Für Respekt und Wohlergehen der Tiere

Lisa Käser ist Juristin und arbeitet bei Niklaus Rechtsanwälte, wo sie das Praxisjahr auf dem Weg zur Rechtsanwältin absolviert. Am Tierschutzrecht fasziniert sie die Möglichkeit, zusammen mit verschiedenen Menschen daran mitzuwirken, dass dem Tier mit Respekt begegnet und sein Wohlergehen sichergestellt wird.

 

Was passiert, wenn der Tierhalter nicht zu Hause ist?

Käser: Wenn keine konkreten Hinweise auf eine unmittelbare Lebensgefahr für die Tiere bestehen, dann müssen die Veterinärbehörden abwarten, bis der Tierhalter wieder anwesend ist oder ein anderes Mal wieder kommen.
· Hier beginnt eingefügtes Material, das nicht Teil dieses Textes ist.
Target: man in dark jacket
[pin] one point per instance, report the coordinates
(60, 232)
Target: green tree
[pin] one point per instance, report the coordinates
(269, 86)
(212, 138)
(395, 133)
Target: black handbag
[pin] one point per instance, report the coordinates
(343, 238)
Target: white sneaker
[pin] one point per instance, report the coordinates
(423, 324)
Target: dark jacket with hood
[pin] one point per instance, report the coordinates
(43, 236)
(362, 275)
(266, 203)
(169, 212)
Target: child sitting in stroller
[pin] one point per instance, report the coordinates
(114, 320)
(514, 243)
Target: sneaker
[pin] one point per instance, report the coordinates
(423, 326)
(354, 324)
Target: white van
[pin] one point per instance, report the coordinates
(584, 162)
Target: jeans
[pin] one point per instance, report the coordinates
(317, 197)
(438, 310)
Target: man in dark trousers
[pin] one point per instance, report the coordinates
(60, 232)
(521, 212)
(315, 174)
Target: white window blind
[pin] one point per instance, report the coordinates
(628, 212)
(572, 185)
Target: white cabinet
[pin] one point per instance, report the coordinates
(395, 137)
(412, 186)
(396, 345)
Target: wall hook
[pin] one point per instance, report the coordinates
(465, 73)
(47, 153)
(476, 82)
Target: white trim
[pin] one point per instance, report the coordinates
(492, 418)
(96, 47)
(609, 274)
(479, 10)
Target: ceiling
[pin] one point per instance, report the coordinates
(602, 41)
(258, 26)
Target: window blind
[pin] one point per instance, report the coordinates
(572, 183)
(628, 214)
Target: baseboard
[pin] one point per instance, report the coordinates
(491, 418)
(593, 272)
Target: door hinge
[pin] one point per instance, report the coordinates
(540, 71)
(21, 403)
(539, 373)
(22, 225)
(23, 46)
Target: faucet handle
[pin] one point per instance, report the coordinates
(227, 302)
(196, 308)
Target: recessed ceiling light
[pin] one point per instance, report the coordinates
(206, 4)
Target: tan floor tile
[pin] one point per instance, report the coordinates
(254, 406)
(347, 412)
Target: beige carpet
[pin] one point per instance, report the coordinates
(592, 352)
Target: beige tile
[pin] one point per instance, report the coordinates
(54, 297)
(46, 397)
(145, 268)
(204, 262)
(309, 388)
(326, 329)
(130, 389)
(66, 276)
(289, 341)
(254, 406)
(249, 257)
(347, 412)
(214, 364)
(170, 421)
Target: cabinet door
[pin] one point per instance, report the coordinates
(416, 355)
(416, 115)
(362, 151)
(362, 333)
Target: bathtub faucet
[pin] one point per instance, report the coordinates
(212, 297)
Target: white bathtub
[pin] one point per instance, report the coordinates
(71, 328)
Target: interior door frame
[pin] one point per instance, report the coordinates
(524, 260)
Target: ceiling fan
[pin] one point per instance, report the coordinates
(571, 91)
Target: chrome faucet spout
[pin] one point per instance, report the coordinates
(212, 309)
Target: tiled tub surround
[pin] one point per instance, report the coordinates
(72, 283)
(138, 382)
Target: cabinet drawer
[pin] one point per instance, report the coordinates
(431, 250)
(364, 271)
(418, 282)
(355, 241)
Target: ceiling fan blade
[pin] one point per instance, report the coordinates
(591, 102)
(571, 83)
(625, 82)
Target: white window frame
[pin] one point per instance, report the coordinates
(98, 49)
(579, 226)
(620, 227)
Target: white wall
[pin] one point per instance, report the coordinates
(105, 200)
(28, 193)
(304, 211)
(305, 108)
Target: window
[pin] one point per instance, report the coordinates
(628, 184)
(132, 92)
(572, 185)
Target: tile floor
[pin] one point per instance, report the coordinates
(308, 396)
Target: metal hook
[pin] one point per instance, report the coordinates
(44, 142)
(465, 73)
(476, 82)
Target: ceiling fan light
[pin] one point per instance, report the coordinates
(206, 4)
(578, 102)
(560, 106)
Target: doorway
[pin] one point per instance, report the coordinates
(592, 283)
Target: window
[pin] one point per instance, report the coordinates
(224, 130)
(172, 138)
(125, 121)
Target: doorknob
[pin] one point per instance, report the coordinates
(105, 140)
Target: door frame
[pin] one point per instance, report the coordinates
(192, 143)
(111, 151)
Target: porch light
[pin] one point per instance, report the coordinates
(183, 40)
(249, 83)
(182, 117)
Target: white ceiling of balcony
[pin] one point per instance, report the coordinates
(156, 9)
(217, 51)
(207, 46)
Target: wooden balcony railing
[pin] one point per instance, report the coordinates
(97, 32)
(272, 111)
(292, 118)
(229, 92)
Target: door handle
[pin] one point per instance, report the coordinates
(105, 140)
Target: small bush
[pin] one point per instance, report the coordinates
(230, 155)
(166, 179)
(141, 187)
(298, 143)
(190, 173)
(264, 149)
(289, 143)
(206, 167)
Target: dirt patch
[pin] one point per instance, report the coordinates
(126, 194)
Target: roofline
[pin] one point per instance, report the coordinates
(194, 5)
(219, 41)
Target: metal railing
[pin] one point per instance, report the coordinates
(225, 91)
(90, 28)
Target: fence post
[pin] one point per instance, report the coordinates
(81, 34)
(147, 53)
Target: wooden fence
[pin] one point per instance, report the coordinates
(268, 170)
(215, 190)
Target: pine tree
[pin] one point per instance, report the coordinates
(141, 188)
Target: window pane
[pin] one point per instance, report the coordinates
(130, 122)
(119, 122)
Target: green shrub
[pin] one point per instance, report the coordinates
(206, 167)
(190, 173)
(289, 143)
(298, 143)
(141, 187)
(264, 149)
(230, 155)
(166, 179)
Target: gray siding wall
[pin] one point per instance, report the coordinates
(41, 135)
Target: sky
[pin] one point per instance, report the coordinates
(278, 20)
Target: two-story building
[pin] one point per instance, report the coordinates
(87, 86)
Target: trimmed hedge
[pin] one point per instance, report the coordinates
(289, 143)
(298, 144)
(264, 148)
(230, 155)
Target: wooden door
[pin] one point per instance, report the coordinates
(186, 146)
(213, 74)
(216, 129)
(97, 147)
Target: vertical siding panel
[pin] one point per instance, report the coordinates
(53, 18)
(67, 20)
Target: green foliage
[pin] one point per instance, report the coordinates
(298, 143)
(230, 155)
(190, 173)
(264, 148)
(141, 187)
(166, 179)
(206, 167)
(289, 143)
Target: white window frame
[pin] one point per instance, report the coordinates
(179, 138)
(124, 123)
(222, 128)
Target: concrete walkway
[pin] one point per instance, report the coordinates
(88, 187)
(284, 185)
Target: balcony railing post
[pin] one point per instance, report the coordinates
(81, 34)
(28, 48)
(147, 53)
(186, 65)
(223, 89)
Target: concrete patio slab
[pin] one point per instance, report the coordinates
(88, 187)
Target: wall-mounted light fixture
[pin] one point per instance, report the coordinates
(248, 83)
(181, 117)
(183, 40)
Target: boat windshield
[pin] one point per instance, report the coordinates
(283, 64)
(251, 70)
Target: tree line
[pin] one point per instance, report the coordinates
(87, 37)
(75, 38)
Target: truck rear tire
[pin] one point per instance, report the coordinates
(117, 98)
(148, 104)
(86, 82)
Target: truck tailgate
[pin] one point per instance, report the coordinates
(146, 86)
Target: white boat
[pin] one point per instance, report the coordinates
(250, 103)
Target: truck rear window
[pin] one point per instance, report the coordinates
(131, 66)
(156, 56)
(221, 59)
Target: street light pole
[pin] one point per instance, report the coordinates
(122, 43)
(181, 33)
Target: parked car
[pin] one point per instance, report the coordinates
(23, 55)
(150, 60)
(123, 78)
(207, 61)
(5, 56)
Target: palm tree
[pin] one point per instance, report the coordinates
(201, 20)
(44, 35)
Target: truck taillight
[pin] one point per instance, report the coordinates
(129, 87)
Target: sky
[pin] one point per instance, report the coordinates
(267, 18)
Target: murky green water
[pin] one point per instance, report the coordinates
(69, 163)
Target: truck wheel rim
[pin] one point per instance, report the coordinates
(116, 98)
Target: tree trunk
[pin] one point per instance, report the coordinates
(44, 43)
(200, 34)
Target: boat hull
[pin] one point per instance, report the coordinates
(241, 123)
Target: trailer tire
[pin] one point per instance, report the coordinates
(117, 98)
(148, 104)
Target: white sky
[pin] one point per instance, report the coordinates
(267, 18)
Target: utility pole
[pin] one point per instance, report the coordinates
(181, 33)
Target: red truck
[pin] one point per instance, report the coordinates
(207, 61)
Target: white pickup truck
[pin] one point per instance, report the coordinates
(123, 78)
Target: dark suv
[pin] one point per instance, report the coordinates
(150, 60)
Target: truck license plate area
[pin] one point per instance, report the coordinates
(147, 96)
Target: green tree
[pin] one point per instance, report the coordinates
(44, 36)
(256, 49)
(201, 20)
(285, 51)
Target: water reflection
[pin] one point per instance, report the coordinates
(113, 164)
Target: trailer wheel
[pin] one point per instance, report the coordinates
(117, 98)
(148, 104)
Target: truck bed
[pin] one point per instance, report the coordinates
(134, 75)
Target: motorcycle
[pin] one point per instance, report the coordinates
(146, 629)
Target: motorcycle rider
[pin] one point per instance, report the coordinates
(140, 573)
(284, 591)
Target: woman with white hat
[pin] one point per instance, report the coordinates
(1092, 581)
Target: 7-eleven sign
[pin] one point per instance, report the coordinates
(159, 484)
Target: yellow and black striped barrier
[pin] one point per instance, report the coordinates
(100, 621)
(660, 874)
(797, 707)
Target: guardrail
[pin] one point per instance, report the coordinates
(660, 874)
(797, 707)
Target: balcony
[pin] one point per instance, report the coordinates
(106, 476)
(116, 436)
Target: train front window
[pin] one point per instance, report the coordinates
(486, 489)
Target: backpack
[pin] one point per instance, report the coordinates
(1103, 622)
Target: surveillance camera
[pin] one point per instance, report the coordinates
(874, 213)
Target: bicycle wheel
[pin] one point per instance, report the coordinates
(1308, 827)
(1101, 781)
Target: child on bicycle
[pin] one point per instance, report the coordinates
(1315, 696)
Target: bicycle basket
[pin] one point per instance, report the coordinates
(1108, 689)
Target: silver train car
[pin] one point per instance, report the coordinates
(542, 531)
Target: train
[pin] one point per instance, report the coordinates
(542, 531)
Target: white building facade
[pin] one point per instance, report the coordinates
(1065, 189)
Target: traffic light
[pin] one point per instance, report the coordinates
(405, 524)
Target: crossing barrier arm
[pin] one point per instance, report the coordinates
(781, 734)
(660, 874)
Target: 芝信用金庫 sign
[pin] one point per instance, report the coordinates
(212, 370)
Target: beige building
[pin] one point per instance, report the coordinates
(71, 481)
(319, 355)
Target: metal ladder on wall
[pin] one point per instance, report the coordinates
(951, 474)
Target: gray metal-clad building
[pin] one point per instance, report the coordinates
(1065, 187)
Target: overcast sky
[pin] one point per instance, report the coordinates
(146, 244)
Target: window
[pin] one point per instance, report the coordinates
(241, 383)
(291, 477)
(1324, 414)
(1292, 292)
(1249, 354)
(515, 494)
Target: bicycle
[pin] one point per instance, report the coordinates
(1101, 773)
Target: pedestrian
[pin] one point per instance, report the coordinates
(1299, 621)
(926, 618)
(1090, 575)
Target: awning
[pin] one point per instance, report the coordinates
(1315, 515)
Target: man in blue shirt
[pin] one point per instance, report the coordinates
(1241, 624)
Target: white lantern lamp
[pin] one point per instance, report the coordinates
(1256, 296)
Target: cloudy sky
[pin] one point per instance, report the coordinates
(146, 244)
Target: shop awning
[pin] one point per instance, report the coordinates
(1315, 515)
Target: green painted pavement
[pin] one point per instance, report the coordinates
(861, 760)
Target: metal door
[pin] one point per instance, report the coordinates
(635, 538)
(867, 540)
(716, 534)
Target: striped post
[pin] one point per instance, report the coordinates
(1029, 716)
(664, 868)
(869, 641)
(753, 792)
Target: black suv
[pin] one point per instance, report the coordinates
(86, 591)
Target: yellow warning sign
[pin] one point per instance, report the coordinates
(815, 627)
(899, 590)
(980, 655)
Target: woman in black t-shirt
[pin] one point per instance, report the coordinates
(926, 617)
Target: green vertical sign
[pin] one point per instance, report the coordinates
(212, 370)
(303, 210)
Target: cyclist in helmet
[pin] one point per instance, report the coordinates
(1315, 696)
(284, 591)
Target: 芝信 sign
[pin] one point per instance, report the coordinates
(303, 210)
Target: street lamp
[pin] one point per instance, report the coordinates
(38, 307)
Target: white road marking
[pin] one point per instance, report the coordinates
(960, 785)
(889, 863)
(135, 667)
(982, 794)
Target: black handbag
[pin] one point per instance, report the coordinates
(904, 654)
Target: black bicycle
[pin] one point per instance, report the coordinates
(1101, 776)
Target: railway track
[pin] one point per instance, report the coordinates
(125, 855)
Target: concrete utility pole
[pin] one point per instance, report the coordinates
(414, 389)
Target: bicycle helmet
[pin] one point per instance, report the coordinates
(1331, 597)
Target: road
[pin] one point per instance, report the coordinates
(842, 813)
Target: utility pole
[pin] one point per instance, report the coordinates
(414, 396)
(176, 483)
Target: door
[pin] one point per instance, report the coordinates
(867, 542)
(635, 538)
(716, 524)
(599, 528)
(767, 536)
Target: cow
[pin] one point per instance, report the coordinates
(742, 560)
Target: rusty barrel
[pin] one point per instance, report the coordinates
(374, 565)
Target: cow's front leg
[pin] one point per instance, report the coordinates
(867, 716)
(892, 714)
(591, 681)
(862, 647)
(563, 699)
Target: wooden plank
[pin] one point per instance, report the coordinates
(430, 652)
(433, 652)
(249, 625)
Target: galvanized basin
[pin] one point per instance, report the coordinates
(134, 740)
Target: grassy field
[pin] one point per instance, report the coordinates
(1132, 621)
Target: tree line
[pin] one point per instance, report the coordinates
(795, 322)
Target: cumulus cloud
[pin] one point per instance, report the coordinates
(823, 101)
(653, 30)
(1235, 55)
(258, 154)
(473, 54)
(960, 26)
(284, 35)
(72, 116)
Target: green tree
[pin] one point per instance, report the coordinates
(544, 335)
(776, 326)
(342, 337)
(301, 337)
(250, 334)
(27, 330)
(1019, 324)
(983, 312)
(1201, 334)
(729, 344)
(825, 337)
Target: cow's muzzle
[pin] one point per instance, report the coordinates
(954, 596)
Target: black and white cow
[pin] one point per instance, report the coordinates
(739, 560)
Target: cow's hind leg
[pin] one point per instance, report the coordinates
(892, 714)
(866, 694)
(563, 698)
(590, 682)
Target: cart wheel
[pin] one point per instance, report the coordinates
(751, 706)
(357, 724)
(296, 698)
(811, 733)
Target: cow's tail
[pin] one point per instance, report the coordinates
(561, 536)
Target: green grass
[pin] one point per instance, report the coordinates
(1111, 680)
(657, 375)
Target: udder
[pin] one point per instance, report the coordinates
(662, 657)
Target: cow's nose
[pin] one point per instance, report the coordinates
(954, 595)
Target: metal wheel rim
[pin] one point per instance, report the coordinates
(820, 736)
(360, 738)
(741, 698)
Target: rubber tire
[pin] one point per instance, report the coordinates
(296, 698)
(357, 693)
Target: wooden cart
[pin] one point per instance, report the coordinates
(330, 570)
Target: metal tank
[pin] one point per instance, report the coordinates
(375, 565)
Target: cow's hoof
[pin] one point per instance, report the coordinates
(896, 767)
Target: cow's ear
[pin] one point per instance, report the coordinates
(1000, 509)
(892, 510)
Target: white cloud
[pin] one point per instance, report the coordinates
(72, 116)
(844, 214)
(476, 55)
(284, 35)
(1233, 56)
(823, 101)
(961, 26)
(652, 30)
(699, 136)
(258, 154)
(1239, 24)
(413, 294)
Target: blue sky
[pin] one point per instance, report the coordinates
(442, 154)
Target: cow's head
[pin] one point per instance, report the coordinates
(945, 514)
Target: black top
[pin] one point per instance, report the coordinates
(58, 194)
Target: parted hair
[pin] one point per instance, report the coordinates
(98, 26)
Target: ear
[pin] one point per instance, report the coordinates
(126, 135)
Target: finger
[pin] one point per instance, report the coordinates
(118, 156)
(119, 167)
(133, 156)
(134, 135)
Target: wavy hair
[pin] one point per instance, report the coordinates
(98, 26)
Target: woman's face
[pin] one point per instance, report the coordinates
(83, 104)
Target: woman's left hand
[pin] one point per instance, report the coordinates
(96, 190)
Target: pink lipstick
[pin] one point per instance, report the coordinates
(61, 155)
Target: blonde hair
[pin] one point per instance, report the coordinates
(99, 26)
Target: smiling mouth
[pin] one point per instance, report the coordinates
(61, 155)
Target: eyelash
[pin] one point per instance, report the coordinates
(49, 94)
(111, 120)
In der Praxis kommt es sehr oft vor, dass die Behörden trotzdem mit den Kontrollen beginnen. Sie stellen sich auf den Standpunkt, dass sie das aufgrund des Zutrittsrechts dürfen. Das ist sehr problematisch!

Welche Pflichten haben Tierhalter?

Käser: Der Tierhalter ist verpflichtet, sich an die tierschutzrechtlichen Vorgaben zu halten. Bei Kontrollen sind Tierhalter zur Mitwirkung verpflichtet. Sie müssen dem Amt den Zutritt zu den Tieren gewähren. Das können sie nur, wenn sie anwesend sind. Auf der anderen Seite haben die Tierhalter auch ihre Rechte.

Und welche Rechte sind das?

Käser: Jeder Tierhalter hat das Recht auf ein faires Verfahren. Das gilt gerade in Bezug auf die Tierschutzkontrolle. Dem Veterinäramt steht das Zutrittsrecht zu, gleichzeitig hat der Tierhalter das Recht, bei den Kontrollen dabei zu sein und daran mitzuwirken.

Was ist unter dem Mit-wirkungsrecht zu verstehen?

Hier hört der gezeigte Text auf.